Is the mode=release target not working for the Intel compilers? Why are the debug symbols still there?

Using extras=static also creates an identical binary with the word "static" in its name:

$ md5sum minirosetta.*
39c344f6a6b45f1280a3fc7fe80d5c70 minirosetta.linuxiccrelease
39c344f6a6b45f1280a3fc7fe80d5c70 minirosetta.static.linuxiccrelease

That seems superfluous since the path to the binaries includes the word static. Actually the way that every binary is suffixed with the operating system, compiler and build target seems superfluous given that information is all contained in the path to the binaries. It also invalidates all your documentation from the perspective of non-technical users trying to cut and paste example commands from the manual.

From a disk use perspective:

$ du -sk rosetta_source/build/src/release/linux/2.6/32/x86/icc/static/
4336784 rosetta_source/build/src/release/linux/2.6/32/x86/icc/static/
$ rm rosetta_source/build/src/release/linux/2.6/32/x86/icc/static/*.static.*
$ strip rosetta_source/build/src/release/linux/2.6/32/x86/icc/static/*.linuxiccrelease
$ du -sk rosetta_source/build/src/release/linux/2.6/32/x86/icc/static/
2016292 rosetta_source/build/src/release/linux/2.6/32/x86/icc/static/

So greater than 50% disk savings by doing a few simple things.

Post Situation: 
Tue, 2011-02-01 11:44
bene

None of the developer labs are limited by disk space, so it's not really a consideration for us.

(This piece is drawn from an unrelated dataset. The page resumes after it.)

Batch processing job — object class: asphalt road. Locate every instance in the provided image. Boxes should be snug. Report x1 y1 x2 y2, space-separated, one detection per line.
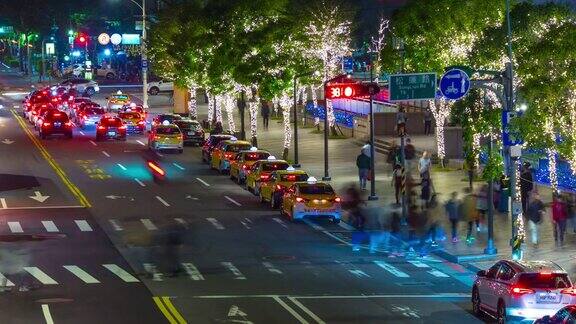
0 74 484 323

If disk space and bandwidth became restrictively expensive, we'd optimize for it. As it is, developer time is vastly more expensive than anything else, so whatever makes development easier is what gets done. (Also, none of us use the release for anything, we use the development version.)

A) We haven't included the subversion files in the past. Assuming we included them on purpose this time, it's probably so users can revert changes locally instead of redownloading the code. It sure is convenient to SVN revert mistakes... (Um, it's also possible it was just an oversight, I don't know, I don't do the release.)

B) Probably 50% or more of the stuff in the rosetta_source directory is junk beyond the svn files you removed. There's a huge amount of testing data integrated into the codebase. Some of us have been trying to get it moved out but there's institutional inertia. Where are you such that you are administrating Rosetta across multiple platforms? Let me know if you want help removing some of that extra data to slim your Rosetta installs down and I'll be happy to point it out (big hint: everything in the test directory can probably go if you are managing it for the end users...)

C) I don't know enough about SCons to address it but I'll point out your concern to someone who does.

Tue, 2011-02-01 12:19
smlewis

Also, for the debug symbols in the intel/static/release build- yes, you're probably right, SCons is probably screwed up. We're SCons clients, not developers, so our use of it is certainly subtly wrong in many ways. If you can fix this I'll port the fix back to trunk.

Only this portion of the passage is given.